In the markup hierarchical node structure shown in Figure 4 below, the D node type occurs in multiple locations. In other words, locating a specific D node requires navigation, such as the XPath query A/B/D. Alternatively; you could use the XPath //D search operation to locate the closest existing data occurrence of a D node, which could be either A/B/D or A/E/D. Such queries allow variable operations such as finding the next closest matching keyword. These variable hierarchical proximity operations are OK for markup uses, but are not OK for database operations, which need exact precise processing semantics.

As an example of this required precise XML processing, Imagine summing the "price" for books and inadvertently adding in the price for magazines when there is no data occurrence of "price" for a book. Database hierarchical processing should not have duplicate node types in a structure and should not have to use XPath search operations in database processing (except when it’s isolated in separate search functions). This is why user navigation is not necessary for database processing opening up the many powerful and easy to specify capabilities you have seen so far.

XML’s use in databases was an afterthought; XML was designed to process markup data, not to store critical database data. Markup data and database data have very different uses and should not be processed identically. Markup data is more unpredictable and hierarchically forgiving than database data should be because the same node data types can occur in many locations and unpredictably in the hierarchical structure. Markup tag names are used as the node names that they represent in their XML hierarchical structure to classify the text (i.e. which person said what) or to specify processing directives to be applied to the text (i.e. bold, underline).

Figure 3 below is an example of duplicate node types. In this example,the D node type occurs in multiple locations, which makes the structure ambiguous for database querying and requires navigation to locate a specific D node type. This can temporarily be corrected in SQL database processing by renaming nodes when necessary. When searching markup XML with duplicate node types techniques like nearest and most meaningful search results are used and these allow for non static dynamically mobile LCAs to be used.

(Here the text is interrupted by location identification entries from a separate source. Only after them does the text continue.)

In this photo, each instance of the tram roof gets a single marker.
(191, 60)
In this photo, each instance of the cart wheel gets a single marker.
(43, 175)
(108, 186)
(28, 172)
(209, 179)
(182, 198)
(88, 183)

6) Recap of Meaningful XML Keyword Search

This article has shown how XML Keyword Search must utilize the hierarchical structure of the document to properly qualify multipath searches utilizing LCA logic.  It has also shown that there are two types of data processing logic one for database XML and another for markup XML. These have differences in the LCA logic. The markup XML can have mobile LCAs while database XML have static LCAs. It can be seen in the examples shown how complex LCA processing can be making queries impractical to code procedurally.

LCA processing becomes more complex and compounded the more separate pathways are used in a query. So the query processing involving multipath queries for any reason must be performed automatically and ANSI SQL is naturally doing this inherently. This means that it is performed truly nonprocedurally and navigationlessly requiring no knowledge of the structure so that this complex LCA processing can be automatically performed for the query user.

The ANSI SQL Transparent XML Hierarchical Processor used in the examples actually uses an out of the box ANSI SQL processor to perform the full hierarchical processing which performed the complex LCA processing naturally. The work done on this ANSI SQL Transparent XML Hierarchical Processor discovered and proved that this advanced full hierarchical LCA processing was actually occurring naturally in ANSI SQL processing. Even more amazing is that this same LCA processing was programmed into hierarchical query products three decades ago and now it is rediscovered occurring naturally in ANSI SQL that was not designed with hierarchical processing in mind. This demonstrates that there is something very natural with hierarchical and relational Cartesian processing.